Quanto,
porém, diz respeito à discórdia e luta que dissemos existir de Satanás com
Deus, entretanto assim importa admitir que isto permanece estabelecido: que aquele
nada pode fazer, a não ser que Deus o queira e consinta. Ora, lemos na história
de Jó que aquele se apresenta diante de Deus para receber ordens, nem mesmo
ousa aventurar-se a encetar alguma ação maligna, a não ser que a permissão seja
impetradada [Jó 1.6; 2.1]. Assim também, quando Acabe tem de ser enganado, o Diabo toma a si a incumbência de ser um espírito de
mentira na boca de todos os profetas, e o executa, comissionado pelo Senhor
[1Rs 22.20]. Por esta razão, também
se diz
provir do Senhor o espírito mau que atormentava a Saul, porque, por meio dele,
como por um látego, eram punidos os pecados do ímpio rei [1Sm 16.14;18.10]. E,
em outro lugar [Sl 78.49], está escrito que as pragas foram por Deus infligidas
aos egípcios através de anjos maus. Em conformidade com esses exemplos particulares,
Paulo atesta, generalizadamente [2Ts 2.9, 11], que o endurecimento dos
incrédulos é obra de Deus, embora antes fosse dito ser ele operação de Satanás.

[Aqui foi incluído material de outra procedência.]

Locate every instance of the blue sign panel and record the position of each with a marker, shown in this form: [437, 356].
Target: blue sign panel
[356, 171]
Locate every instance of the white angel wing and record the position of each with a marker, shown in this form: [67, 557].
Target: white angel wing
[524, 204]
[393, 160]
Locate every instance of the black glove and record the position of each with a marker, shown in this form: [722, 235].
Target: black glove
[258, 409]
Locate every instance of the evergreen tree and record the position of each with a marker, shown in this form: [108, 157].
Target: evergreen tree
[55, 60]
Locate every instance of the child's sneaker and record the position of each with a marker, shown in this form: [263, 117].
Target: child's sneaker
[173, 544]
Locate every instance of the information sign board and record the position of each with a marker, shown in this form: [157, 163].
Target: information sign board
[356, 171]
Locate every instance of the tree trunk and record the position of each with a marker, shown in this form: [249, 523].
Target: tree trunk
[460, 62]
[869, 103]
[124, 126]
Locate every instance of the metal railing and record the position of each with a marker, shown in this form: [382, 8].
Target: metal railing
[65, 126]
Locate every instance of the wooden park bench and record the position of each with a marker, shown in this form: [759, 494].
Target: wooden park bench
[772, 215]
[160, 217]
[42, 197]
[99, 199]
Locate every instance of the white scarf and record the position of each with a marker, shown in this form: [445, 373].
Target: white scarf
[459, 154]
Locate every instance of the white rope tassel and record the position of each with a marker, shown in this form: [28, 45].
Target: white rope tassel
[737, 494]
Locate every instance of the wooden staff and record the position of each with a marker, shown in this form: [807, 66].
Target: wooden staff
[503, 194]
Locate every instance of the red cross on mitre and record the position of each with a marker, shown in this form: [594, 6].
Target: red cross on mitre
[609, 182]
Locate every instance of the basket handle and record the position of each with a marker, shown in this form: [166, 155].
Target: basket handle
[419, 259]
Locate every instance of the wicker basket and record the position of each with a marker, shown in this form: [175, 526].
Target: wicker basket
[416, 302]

Portanto, é evidente que Satanás está debaixo do poder de Deus e é de tal modo
regido por seu arbítrio que se vê compelido a render-lhe obediência.
Conseqüentemente,
quando dizemos que Satanás resiste a Deus e que as obras daquele são contrárias
às obras deste, estamos afirmando, a um tempo, que esta incompatibilidade e
este conflito dependem da permissão de Deus. Não estou falando agora em relação
à vontade de Satanás, nem tampouco em referência a seu intento, mas
apenas com respeito a sua maneira de atuar. Ora, uma vez
que o Diabo é ímpio por natureza, está mui longe de ser propenso a obedecer à
vontade divina; ao contrário, ele se inclina à contumácia e à rebelião.
Portanto,
isto tem Satanás por si mesmo e por sua própria malignidade: ele se opõe
a Deus com vil paixão e deliberado intento. Em virtude dessa depravação, é ele
incitado à tentativa dessas coisas que julga serem especialmente contrárias
a Deus. Como, porém, este o mantém amarrado e tolhido pelo freio de seu poder, ele
leva a bom termo apenas aquelas coisas que lhe foram divinamente
concedidas, e assim, queira ou não, obedece a seu Criador, porquanto é
compelido a prestar-lhe serviço aonde quer que o mesmo o impelir.